Angus_P__Magilicutty
not rated yet Jun 17, 2011
This story a little bit funny, but the hilarious thing is NOT referring to the relationship between "KILL-obots" and swarms of robots. Did it need to be more obvious or something?
PaulRC
5 / 5 (1) Jun 17, 2011
...and take roughly fine minuets to assemble,.....

so, how big a swarm will it take to do something practical, like run a spell checker?
or are they really assembled by a rough, (but fine) french dance?
HealingMindN
not rated yet Jun 17, 2011
Maybe they will assemble themselves into a giant robot blob and swallow the planet. In that that case, they should be called google bots.
Mayday
3.7 / 5 (3) Jun 18, 2011
I suggest mounting a formidable defense against these killer hordes by installing wall-to-wall carpeting.
Skultch
5 / 5 (1) Jun 18, 2011
This is proof of concept. Make them nano-sized, communicate differently, and they can accomplish almost anything. Nano-cloud Holodeck.
bredmond
5 / 5 (3) Jun 18, 2011
This is proof of concept. Make them nano-sized, communicate differently, and they can accomplish almost anything. Nano-cloud Holodeck.

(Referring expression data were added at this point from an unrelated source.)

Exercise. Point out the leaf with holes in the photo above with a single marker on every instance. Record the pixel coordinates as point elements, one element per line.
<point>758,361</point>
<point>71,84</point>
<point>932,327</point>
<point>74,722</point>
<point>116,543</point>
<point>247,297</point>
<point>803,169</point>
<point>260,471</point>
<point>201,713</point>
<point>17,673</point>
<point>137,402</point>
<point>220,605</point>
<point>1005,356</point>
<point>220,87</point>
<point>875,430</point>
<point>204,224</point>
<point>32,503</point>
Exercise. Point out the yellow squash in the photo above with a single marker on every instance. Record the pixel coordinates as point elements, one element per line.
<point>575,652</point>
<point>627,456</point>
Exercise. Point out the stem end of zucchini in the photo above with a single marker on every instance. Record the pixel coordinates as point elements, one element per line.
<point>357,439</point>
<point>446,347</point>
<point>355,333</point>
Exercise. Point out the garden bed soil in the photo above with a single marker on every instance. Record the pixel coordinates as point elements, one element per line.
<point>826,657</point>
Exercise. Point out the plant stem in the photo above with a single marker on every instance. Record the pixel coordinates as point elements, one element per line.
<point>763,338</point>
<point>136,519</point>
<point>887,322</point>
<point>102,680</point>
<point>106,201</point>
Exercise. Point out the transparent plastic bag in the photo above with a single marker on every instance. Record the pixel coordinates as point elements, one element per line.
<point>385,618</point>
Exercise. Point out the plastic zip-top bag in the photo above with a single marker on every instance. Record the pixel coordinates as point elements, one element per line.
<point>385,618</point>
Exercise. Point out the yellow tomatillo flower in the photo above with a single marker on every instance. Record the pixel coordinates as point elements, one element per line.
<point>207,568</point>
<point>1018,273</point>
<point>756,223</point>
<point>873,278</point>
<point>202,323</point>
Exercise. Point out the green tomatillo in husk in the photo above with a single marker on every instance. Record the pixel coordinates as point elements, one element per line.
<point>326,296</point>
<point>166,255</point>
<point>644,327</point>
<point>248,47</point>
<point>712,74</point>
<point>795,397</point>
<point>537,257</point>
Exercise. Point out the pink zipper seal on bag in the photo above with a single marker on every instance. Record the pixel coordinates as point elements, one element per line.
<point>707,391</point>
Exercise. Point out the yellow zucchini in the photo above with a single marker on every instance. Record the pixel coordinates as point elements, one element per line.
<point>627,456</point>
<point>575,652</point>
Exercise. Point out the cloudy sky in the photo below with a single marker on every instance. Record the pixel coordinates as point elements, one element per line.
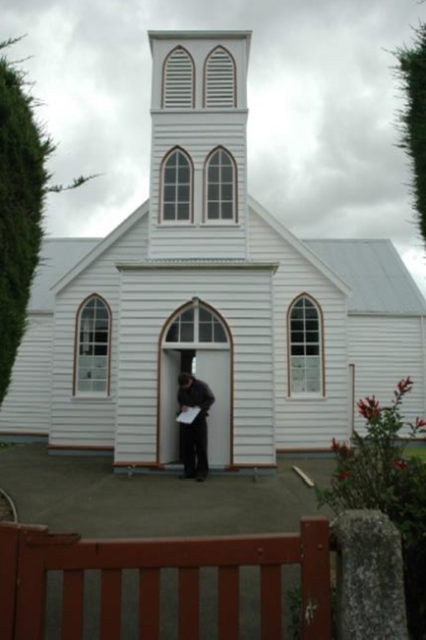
<point>323,99</point>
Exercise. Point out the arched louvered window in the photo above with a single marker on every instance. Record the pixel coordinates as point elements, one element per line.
<point>93,347</point>
<point>177,187</point>
<point>305,348</point>
<point>221,186</point>
<point>220,80</point>
<point>178,80</point>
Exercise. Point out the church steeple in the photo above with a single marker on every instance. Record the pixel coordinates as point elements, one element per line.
<point>198,159</point>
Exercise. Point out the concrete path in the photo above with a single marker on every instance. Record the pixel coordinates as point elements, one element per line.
<point>81,494</point>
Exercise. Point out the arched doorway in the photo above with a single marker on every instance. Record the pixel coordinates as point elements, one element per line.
<point>196,339</point>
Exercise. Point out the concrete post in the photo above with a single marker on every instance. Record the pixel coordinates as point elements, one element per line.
<point>370,586</point>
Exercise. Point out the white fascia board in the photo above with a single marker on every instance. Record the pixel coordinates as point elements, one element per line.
<point>101,247</point>
<point>155,266</point>
<point>299,246</point>
<point>199,35</point>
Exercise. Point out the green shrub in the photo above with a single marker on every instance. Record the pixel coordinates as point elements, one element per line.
<point>373,474</point>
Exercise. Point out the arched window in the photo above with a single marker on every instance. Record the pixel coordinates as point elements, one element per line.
<point>221,186</point>
<point>178,80</point>
<point>196,324</point>
<point>305,348</point>
<point>93,347</point>
<point>177,187</point>
<point>219,80</point>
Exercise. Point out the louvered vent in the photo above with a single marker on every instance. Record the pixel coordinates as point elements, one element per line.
<point>179,80</point>
<point>220,80</point>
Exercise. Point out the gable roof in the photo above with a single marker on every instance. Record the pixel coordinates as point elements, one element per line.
<point>57,257</point>
<point>102,246</point>
<point>371,272</point>
<point>379,279</point>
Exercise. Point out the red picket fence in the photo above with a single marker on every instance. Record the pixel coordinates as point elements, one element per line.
<point>28,553</point>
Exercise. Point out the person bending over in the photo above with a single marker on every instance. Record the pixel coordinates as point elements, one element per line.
<point>195,393</point>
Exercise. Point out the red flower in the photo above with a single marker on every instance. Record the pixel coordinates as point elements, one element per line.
<point>334,445</point>
<point>405,385</point>
<point>370,408</point>
<point>399,464</point>
<point>344,450</point>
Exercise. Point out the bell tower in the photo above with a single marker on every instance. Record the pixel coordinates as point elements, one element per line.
<point>198,186</point>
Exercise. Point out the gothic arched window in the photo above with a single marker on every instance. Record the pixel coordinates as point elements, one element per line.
<point>221,186</point>
<point>305,347</point>
<point>177,187</point>
<point>93,341</point>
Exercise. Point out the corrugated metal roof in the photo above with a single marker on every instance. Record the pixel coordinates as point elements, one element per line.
<point>374,270</point>
<point>58,255</point>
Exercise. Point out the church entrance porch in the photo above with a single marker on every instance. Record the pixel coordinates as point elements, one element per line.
<point>196,341</point>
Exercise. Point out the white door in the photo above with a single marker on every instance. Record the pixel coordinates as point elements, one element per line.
<point>169,428</point>
<point>213,367</point>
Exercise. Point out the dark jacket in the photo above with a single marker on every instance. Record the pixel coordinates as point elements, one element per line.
<point>199,395</point>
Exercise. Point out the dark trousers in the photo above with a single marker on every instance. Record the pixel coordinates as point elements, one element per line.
<point>194,447</point>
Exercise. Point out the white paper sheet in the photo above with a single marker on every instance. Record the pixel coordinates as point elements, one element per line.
<point>188,417</point>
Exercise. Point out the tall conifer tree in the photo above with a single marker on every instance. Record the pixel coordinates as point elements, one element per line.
<point>412,65</point>
<point>24,150</point>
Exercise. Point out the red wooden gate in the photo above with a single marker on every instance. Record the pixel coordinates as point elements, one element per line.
<point>27,553</point>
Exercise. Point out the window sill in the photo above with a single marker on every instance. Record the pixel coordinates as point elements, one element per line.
<point>173,223</point>
<point>311,397</point>
<point>201,225</point>
<point>220,223</point>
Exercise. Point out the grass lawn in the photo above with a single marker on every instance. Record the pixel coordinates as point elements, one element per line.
<point>418,452</point>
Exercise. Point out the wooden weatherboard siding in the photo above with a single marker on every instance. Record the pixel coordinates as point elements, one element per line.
<point>309,422</point>
<point>79,421</point>
<point>26,408</point>
<point>243,298</point>
<point>384,349</point>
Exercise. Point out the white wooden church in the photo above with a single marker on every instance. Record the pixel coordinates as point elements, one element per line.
<point>288,333</point>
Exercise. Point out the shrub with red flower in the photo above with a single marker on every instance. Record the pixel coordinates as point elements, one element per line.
<point>373,474</point>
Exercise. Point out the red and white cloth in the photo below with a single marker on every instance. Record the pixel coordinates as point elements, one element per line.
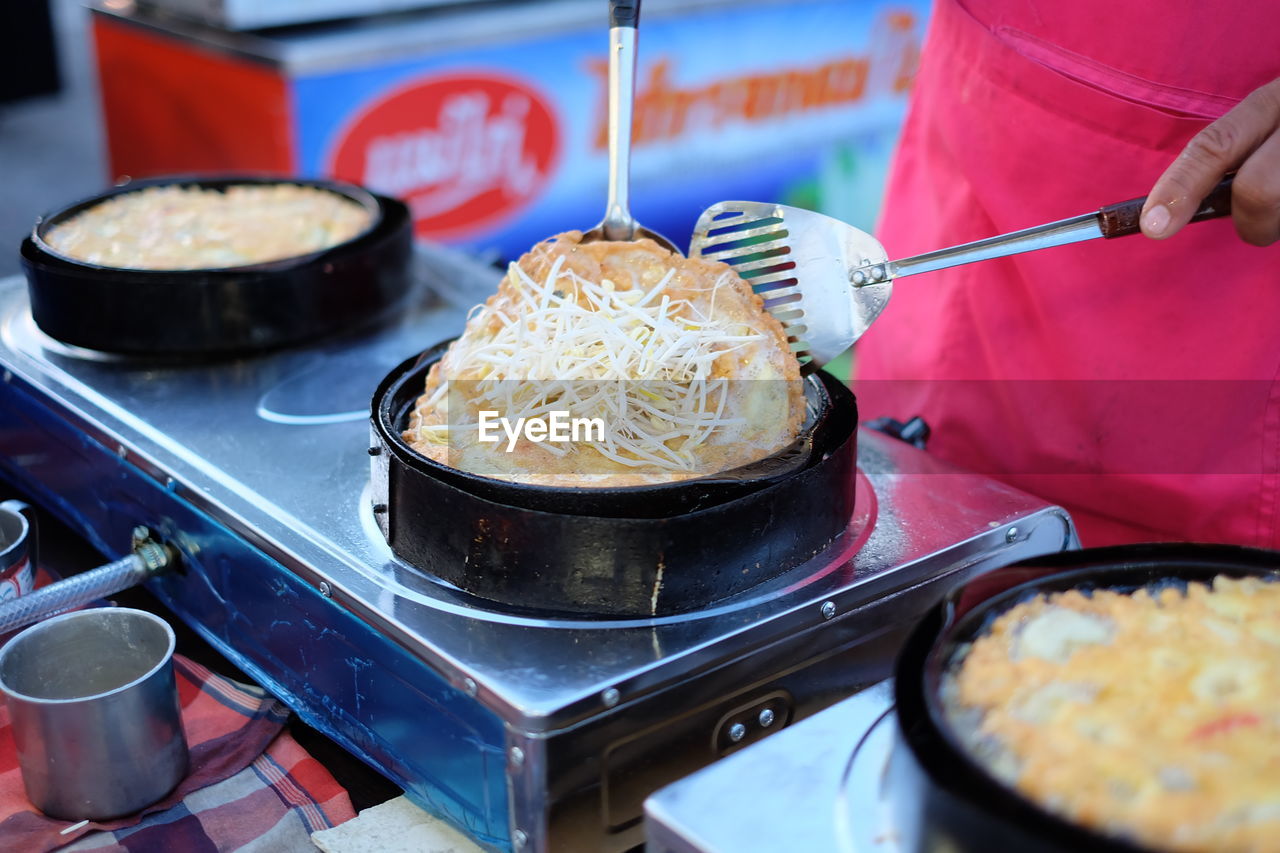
<point>251,787</point>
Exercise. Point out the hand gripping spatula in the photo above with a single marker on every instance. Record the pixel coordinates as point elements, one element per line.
<point>827,281</point>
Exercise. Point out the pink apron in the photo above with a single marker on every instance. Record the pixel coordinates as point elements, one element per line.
<point>1133,382</point>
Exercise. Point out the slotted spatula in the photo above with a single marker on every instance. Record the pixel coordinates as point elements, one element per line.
<point>827,281</point>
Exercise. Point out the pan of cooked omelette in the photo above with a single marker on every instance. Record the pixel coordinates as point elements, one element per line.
<point>717,466</point>
<point>1119,698</point>
<point>202,267</point>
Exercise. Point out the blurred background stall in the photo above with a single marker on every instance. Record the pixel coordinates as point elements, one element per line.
<point>487,118</point>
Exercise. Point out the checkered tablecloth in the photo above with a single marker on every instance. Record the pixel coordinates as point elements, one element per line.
<point>250,788</point>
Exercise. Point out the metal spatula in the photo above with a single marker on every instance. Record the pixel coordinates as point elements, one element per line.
<point>618,223</point>
<point>827,281</point>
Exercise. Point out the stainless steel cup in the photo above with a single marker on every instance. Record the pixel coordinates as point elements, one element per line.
<point>95,712</point>
<point>17,550</point>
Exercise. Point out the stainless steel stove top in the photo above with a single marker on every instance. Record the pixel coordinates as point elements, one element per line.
<point>256,469</point>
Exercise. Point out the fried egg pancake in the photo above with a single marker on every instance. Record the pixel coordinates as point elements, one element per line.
<point>1152,716</point>
<point>676,356</point>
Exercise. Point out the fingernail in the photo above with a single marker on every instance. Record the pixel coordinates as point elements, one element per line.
<point>1155,220</point>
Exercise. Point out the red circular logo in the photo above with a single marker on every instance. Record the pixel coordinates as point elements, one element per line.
<point>462,150</point>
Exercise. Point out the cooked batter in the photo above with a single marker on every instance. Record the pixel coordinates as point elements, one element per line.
<point>1153,715</point>
<point>676,356</point>
<point>178,227</point>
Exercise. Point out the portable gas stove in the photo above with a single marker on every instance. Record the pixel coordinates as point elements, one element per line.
<point>529,733</point>
<point>819,787</point>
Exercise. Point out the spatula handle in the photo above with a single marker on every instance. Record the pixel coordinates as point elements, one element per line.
<point>1114,220</point>
<point>1121,218</point>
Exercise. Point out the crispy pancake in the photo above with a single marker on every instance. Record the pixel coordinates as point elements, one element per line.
<point>1152,716</point>
<point>676,356</point>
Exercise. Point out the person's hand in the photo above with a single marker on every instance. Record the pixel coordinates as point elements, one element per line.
<point>1248,140</point>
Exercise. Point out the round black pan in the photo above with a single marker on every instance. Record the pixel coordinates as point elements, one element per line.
<point>218,313</point>
<point>639,551</point>
<point>945,799</point>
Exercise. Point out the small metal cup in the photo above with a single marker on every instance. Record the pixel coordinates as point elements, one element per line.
<point>95,712</point>
<point>17,550</point>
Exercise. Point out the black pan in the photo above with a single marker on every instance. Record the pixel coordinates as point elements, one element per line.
<point>214,313</point>
<point>638,551</point>
<point>945,799</point>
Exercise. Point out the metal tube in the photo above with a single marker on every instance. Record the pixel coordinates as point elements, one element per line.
<point>82,588</point>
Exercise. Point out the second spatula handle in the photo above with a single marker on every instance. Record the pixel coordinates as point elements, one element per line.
<point>1121,218</point>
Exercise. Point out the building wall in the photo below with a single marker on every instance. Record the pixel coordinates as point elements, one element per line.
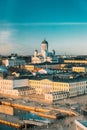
<point>7,86</point>
<point>76,61</point>
<point>45,86</point>
<point>20,83</point>
<point>79,69</point>
<point>55,96</point>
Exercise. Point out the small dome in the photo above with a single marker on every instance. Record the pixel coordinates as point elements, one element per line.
<point>44,42</point>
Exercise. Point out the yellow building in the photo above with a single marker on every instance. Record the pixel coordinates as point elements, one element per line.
<point>52,97</point>
<point>75,87</point>
<point>79,69</point>
<point>76,61</point>
<point>31,67</point>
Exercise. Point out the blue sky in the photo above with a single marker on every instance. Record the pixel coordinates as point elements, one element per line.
<point>25,23</point>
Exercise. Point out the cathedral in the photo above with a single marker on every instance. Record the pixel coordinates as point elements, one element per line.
<point>44,55</point>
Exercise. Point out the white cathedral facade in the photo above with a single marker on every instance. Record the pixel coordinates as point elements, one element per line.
<point>44,55</point>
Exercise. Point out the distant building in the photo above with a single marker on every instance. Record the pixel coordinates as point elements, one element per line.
<point>76,61</point>
<point>81,124</point>
<point>13,86</point>
<point>80,69</point>
<point>44,55</point>
<point>13,62</point>
<point>74,87</point>
<point>53,97</point>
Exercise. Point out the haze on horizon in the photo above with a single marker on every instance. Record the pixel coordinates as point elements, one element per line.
<point>24,24</point>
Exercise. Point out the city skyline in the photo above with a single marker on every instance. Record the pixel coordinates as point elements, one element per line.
<point>24,24</point>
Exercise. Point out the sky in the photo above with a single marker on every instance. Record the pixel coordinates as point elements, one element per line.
<point>24,24</point>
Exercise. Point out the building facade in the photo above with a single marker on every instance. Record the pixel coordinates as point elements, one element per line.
<point>44,55</point>
<point>73,87</point>
<point>79,69</point>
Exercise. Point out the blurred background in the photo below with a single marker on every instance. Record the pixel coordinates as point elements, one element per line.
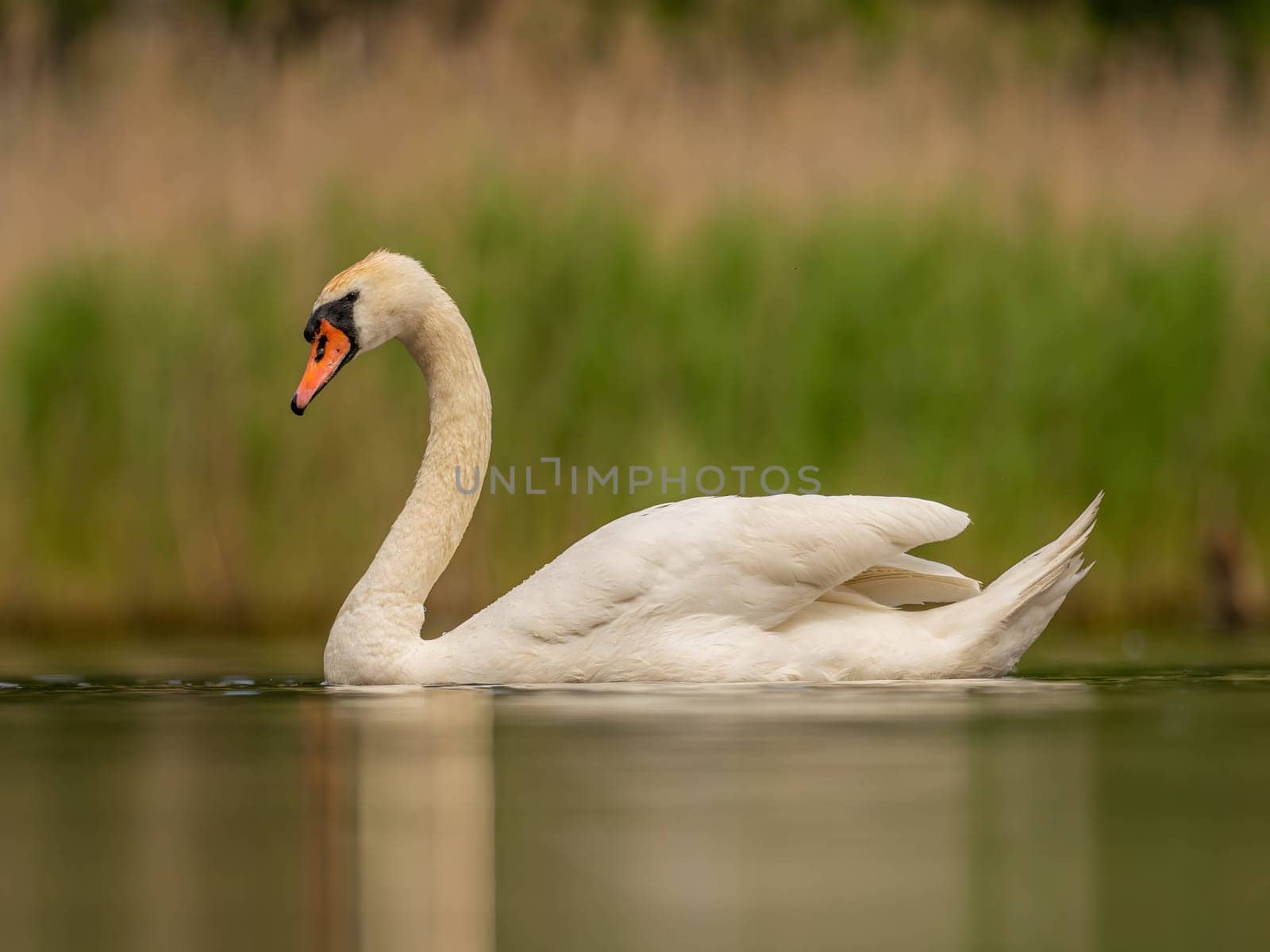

Or nanite cloud bionics to augment human activity in symbiosis similar to mitochondria. They could be biosensors, maybe help in wound healing and delivery of medication, and maybe connect with the brain as a BCI. someday your computer/mobile device could be a wi-fi enabled nanocloud inside your bloodstream and in your cells.
Skultch
5 / 5 (1) Jun 19, 2011
Seek and destroy cancer cells. This kind of thing is probably necessary for immortality.

Anything could be fixed or perfectly cleaned. Manufacturing of most household items would be a thing of the past. Redecorate the house in seconds.

I've read about the possibility of creating food with nanobots small enough, but not the engineering challenges.